After watching television reports of Tuesday's airliner hijackings and deadly crashes into the World Trade Center towers and the Pentagon, Brooke Bourland took her 6-year-old daughter to work and called her husband repeatedly. She went home early, closing up shop at the women's gym she manages.

"What makes us more special than those people in those airplanes, those people in the World Trade Center or the Pentagon? Nothing. Fate," said Bourland, who reopened the gym on Wednesday. "It just puts it all into perspective. You need to be with the people you love."

Some say the nation last experienced this need to be anchored when President John F. Kennedy was assassinated. Before that, it was the attack on Pearl Harbor.

"People are looking for whatever their symbol of security and safety is, and for most people that's the family and the home. That's where they want to be. That's where they need to be," said Howard A. Starr, professor of psychology at Austin College in Sherman, Texas.

It's a feeling Tom Dobyns, a financial consultant from Laguna Hills, Calif., understood all too well.

In the hours after the attacks, he raced home from a meeting in San Diego to hug his wife. He spent the next day just trying to enjoy his life.

"We sat on the couch holding each others' hands. Somehow, being together just made it better," Dobyns said.

Douglas Reid took little comfort in the distance between his Costa Mesa, Calif., home and the disaster sites in New York, Washington, D.C., and western Pennsylvania.

"That last 'I love you.' How many people forgot to say that? Everything seems juvenile and irrelevant when you think how important that is," Reid said.

For nearly two days, he and his wife, Kristen, called friends and family around the country.

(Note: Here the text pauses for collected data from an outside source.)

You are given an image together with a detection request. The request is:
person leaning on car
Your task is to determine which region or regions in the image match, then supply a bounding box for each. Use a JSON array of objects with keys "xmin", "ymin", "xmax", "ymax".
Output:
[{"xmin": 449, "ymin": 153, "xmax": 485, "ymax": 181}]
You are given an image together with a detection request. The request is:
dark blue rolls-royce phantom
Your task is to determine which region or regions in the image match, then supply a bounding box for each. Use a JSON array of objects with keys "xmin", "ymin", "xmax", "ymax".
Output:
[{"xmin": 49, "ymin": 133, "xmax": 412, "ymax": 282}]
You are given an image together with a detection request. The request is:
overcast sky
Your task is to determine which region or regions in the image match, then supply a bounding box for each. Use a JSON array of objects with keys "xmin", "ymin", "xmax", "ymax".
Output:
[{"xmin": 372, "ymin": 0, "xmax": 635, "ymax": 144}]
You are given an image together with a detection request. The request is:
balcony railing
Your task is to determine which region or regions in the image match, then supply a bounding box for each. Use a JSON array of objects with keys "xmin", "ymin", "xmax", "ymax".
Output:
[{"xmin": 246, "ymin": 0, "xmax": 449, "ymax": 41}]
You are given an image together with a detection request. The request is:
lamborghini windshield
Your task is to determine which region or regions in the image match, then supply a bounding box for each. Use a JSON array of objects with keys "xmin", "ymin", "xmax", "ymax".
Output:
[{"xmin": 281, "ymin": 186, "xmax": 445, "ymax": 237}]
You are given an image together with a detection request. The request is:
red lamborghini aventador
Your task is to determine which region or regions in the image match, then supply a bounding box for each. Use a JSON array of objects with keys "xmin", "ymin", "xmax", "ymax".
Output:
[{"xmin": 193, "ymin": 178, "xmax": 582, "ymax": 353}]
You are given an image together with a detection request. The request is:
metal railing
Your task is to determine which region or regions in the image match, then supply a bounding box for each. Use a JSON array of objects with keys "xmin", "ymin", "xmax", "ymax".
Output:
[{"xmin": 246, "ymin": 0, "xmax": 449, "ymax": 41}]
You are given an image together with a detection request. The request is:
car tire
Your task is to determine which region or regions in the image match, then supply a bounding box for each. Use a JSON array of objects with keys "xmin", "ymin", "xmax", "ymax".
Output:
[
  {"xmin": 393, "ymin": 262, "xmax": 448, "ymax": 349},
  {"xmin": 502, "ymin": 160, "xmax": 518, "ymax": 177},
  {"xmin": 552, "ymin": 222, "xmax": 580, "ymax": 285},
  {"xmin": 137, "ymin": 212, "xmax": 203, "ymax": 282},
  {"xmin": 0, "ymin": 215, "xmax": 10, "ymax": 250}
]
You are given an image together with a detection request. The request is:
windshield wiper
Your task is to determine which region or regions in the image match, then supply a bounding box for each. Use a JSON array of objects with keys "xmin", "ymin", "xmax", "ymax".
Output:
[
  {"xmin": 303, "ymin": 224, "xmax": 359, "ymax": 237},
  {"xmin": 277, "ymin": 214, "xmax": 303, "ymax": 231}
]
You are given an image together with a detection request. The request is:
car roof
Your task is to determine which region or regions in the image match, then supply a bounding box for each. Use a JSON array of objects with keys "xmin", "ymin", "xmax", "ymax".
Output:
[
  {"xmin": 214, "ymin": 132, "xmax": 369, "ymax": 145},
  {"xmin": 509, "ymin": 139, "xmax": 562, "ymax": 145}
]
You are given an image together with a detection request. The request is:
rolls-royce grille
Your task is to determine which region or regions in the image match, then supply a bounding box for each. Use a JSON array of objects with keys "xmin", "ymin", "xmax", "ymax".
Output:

"Do they know I'm worried about them? Do they know I care about them?" he said. "It didn't seem important until (the attacks)."

Now, Reid says, he will never forget it. As people return to work, experts say they'll likely feel a sense of helplessness, panic or fear. Some may struggle to concentrate.

"Normal response time to problems will diminish. I think employers, teachers, people in authority need to recognize this," Starr said. "A lot of people may ask, 'Is what I'm feeling normal?' There is no 'normal' in this case."